What was keeping Goliad from calling?
He had already been working for Richard when Delores entered the picture. The story was that Richard had found himself in need of a man to do his dirty work while keeping his own hands clean. After doing due diligence, Richard had pulled a young and hostile Goliad out of a court-mandated drug rehab program and made him an offer: If he got clean, and stayed clean, he would live lavishly and get paid handsomely to do what he’d been doing before, which, basically, amounted to being a thug.
Following their marriage, Goliad’s loyalty to Richard had expanded to include her. He had never failed to do everything he was told to do, no matter how unsavory or illegal. But he was human, and therefore fallible, and, as Richard had alluded, this endeavor was fraught with possibilities for error.
To a compulsive planner like Delores, even an nth degree of uncertainty was untenable. Once a decision was made, she acted on it. No second-guessing was allowed, and she was relentless.
But people were unpredictable. Fate was fickle. Nature played tricks. Fog—for crissake, fog—had kept their private jet grounded, so it couldn’t make a short round trip to Columbus tonight. They’d been forced to rely on another plane, another pilot, and then he had crashed! Unforeseen interferences such as that made her crazy. Chain reactions could cause a simple plan to rapidly derail.

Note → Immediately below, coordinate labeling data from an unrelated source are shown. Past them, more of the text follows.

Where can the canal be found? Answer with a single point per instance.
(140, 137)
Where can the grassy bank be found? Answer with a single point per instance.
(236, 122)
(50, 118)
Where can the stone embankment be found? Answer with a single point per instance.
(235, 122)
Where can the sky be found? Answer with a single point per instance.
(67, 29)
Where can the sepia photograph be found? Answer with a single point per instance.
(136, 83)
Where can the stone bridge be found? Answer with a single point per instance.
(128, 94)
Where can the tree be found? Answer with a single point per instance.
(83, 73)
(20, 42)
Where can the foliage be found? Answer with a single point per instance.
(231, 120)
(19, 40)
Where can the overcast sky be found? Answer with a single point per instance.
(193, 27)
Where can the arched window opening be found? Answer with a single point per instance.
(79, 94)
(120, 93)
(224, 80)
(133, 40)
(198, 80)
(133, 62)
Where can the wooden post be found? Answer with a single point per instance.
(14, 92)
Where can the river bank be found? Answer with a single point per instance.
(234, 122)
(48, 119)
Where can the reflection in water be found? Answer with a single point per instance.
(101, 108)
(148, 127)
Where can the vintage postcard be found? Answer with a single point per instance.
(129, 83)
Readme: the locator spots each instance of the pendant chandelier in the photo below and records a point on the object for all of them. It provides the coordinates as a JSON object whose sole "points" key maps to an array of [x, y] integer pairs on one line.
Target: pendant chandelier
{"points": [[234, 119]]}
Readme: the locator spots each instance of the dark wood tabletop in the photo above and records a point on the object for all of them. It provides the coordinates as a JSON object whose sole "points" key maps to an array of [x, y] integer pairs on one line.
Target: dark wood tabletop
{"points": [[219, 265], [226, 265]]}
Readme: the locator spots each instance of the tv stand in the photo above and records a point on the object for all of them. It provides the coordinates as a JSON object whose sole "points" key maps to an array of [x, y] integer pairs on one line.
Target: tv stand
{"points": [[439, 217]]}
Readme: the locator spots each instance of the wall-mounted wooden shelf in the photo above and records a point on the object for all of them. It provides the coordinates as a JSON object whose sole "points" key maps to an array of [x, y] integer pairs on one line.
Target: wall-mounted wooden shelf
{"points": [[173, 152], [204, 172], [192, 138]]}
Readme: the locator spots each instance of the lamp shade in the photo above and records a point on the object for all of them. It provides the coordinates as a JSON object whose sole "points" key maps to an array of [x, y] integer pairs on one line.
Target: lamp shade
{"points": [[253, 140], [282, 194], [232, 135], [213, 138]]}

She had to trust Goliad to handle the tenuous situation, but it was hard to depend on anyone except herself.
On the end table, Richard’s cell phone vibrated. Goliad. She clicked on and said, “Tell me you’re on your way back.”
“I’m afraid not, ma’am.”
“What?” Her blood pressure spiked. “Why not? You were supposed to intercept the doctor when she left the airfield.”
“We can’t go near it. The place is crawling with cops.”
Chapter 6
2:57 a.m.
Using the phone on Brady White’s desk, Rye had called Atlanta Center to tell them that he was on the ground. He didn’t tell them the manner in which he’d gotten there. He’d save that for the FAA.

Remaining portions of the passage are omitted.